Часть строевая была организована проще простого. Училище представляло собою батальон с батальонным командиром и адъютантом и четырьмя ротными командирами. У каждого ротного командира под начальством было два младших офицера, они же курсовые офицеры младшего и старшего курса.
Распорядок дня в училище был такой. Вставали уже не в шесть часов, как в корпусе, а в семь, и не по барабану или горнисту, а по команде дежурного. 20 минут давалось на одеванье и мытье, а затем роту выстраивал фельдфебель, пелась короткая молитва, а затем строем же шли вниз в столовую пить чай. Из столовой уже поодиночке заходили в роту за книгами и поднимались на третий этаж, где помещались классы.
В 8 часов 10 минут приходили преподаватели и начинались лекции. Говорю «лекции», а не «уроки», потому что система преподавания была лекционная. По каждому предмету полагалось прочесть известное число лекций, чтобы закончить «отдел», который нужно было сдавать тому же преподавателю на «репетициях». Репетиции производились в тех же классах, по понедельникам и средам, начинались в шесть часов и затягивались нередко до десяти и одиннадцати вечера. В противоположность корпусным урокам, где каждый вел приблизительный расчет, когда его спросят, и где можно было «проскочить», училищные репетиции было дело серьезное. Спрашивали всех по списку и в течение 10–15 минут прощупывали каждого до костей, гоняя его по всему отделу.
Утренние лекции кончались в 12 часов, и в 12 часов 30 минут все строем шли завтракать.
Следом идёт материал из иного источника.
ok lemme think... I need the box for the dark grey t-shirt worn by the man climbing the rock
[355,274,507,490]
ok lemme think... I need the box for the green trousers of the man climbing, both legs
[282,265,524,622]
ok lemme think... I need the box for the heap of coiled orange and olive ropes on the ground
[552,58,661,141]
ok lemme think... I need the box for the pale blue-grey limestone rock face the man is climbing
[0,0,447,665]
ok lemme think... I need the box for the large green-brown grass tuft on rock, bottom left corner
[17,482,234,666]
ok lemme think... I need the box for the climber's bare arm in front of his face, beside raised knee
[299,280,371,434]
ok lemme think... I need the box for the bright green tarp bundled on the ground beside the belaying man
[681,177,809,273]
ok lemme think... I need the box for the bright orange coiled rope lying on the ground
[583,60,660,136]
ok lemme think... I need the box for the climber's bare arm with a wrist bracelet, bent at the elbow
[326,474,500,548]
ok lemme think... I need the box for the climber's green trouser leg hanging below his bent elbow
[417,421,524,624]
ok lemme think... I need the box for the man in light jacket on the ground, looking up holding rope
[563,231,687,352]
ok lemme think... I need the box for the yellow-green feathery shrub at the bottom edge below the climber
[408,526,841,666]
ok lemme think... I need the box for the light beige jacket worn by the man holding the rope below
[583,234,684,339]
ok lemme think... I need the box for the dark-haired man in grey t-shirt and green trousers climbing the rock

Кормили в училище очень хорошо, пища была простая, но сытная и вкусная. Из юнкеров старшего курса каждый день один назначался «дежурным по кухне», и на его обязанности было следить, чтобы вся провизия, которая полагалась по раскладке, была бы надлежащим образом использована.
От двух до четырех с половиной занимались строевыми занятиями, гимнастикой, фехтованием и уставами. На строевые занятия нужно было переодеваться в мундиры и высокие сапоги. Производились занятия или в огромном манеже, помещавшемся через улицу, или на большом училищном плацу. На плацу, памятуя заветы основателя училища, гроссмейстера плацпарадной науки императора Павла, с одушевлением занимались тихим шагом (так чтобы ступня ноги, идя все время параллельно земле, выносилась на аршин вперед), молодецкой стойкой и лихими ружейными приемами. В этих последних юнкера достигали предельной ловкости и чистоты, часто практикуясь в роте перед зеркалом, в свободное время и не будучи никем к тому понуждаемы.
Вернувшись в роту после занятий, все переодевались в белые рубашки и длинные штаны и к пяти часам шли на обед. Как всегда, в столовую шли строем, а возвращались одиночным порядком. По средам, в дни репетиций старшего курса, в столовой за обедом играла музыка. После шести часов наступало «свободное время», и каждый мог заниматься, чем ему угодно. В училище была недурная библиотека, и в читальне на столах лежали журналы и газеты. Существовала «чайная комната». Там по дешевым ценам отпускались стаканы чаю и продавались булки, всякие печенья и сладости. У каждого корпуса был свой стол. Наконец, вечером можно было пойти в «портретный зал». Там стоял рояль, и там любители занимались вокальным и музыкальным искусством.